She was always turned out with our geldings and she and Keil Bay were best buddies. She tolerated Cody, adored her donkey boys once they joined our herd, but she and my daughter's pony, Apache Moon, aka Little Man, always had a hard time getting along.
When Salina first came to us she seemed to like Little Man. But she liked him in the way a mare loves her foal. She tried to mother him and he didn't like that one bit. This mama bear behavior continued for a week or so and then one day I witnessed her trying to herd him away from the geldings. He whirled around at her, and she let loose with a double barrel kick. One hoof connected with his rump and a hoof-shaped piece of white fur literally flew through the air and landed at my feet.
Miraculously she had managed to connect her hind hoof so perfectly that only the fur with the very top layer of skin was removed. He had a bald patch on his rump but it was not even down to the pink skin. It looked like he had been gently peeled.
From that day forward the battle of wills was on between those two.
They were fine during turn-out but I always kept them on opposite sides of the barn. Salina was on the near side to our house with her two donkey boys and the three geldings, Keil, Cody, and Little Man were on the far side.
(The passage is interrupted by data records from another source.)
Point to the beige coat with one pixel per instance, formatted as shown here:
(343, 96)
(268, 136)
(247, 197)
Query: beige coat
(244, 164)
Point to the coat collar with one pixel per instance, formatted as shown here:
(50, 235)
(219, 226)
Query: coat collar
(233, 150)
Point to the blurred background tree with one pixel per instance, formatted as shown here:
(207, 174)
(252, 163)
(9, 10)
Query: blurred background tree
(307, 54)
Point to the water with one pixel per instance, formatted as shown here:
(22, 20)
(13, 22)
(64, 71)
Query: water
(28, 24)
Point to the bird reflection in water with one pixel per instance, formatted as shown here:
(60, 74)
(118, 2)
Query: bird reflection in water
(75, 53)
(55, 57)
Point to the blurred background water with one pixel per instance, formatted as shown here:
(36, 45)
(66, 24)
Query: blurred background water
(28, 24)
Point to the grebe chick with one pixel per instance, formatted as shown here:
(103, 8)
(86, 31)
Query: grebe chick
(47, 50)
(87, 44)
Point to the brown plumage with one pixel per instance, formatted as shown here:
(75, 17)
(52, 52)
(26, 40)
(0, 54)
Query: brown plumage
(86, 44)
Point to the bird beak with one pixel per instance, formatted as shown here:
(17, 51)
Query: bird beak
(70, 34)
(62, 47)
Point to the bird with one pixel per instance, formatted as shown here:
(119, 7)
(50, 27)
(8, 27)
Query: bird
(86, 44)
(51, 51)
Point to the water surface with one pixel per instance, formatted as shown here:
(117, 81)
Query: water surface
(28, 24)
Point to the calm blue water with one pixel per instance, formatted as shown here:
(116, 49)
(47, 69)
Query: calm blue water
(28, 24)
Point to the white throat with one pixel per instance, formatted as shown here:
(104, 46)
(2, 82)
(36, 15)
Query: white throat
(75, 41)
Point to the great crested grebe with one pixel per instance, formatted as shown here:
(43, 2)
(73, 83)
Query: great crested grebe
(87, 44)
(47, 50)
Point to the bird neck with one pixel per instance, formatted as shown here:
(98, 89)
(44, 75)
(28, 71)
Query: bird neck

By the time Salina was in her late 20s we had started allowing her and the donkeys to have the run of the barn aisle during "turn in" time. This allowed her to stand in the barn aisle by Keil's stall, or hang out in her beloved "middle" stall across from him. She and the donkeys had the run of the barnyard and their grass paddock. On the other side of the barn the three geldings could go in and out of their three stalls into the paddock behind the barn and out to the larger fields.
This worked perfectly for a long time. But one day while I was out doing chores, the pony came into Keil Bay's stall and wouldn't leave. He stood just far enough away from the stall's front door so that Salina couldn't reach him, but he stood there staring at her with an evil gleam in his eye.
She got madder and madder. She paced up and down the barn aisle, fuming. He was in Keil Bay's stall, Keil Bay didn't want him there, (though not enough to actually do anything about it) and Salina, as was her way, intended to repair this problem. She flagged him with ears pinned and teeth bared. She lunged at the stall door. He stood as still as a statue, knowing she couldn't reach him. I felt her anger rising. That whippersnapper - who did he think he WAS?
And then after 5 minutes of this she did a whirl in the barn aisle. Which was amazing considering she had arthritic knees and by that point was totally retired from riding and had slowed down quite a bit. She double-barreled the stall door and her hooves went right through the oak. I saw 8-inch shards fly through the air like little missiles.
The stall door had a hole in it I could put my head and shoulders through. Salina had minor scrapes on her hind legs. The door was ruined.
And the Little Man stood in the same exact place he had been. Shards of wood were tangled in his mane and forelock. He still had the evil gleam in his eye, only now it was both evil AND triumphant. I had to lead him out of Keil's back door and close that stall off for the rest of the day. It was a hazard with its sharp fragments.
Salina? She was fine. The pony might not have backed off even a centimeter but guess what? He no longer had access to Keil Bay's stall. Neither did Keil Bay, but sometimes that's just the way the stall door splinters.
I miss Salina. The interesting thing that has happened since her death is that the pony has become sweeter. Whether this is age or relief I'm not sure. And the most interesting thing of all - he has become best buddies with Salina's donkey boys. He treats them with the same love and respect she did, letting them share his hay, hanging out with them all in one stall, and teaming up with them in the field if the neighbors' dogs run loose. He has stepped into her hoof prints. I wonder if that was what she was preparing him for all along.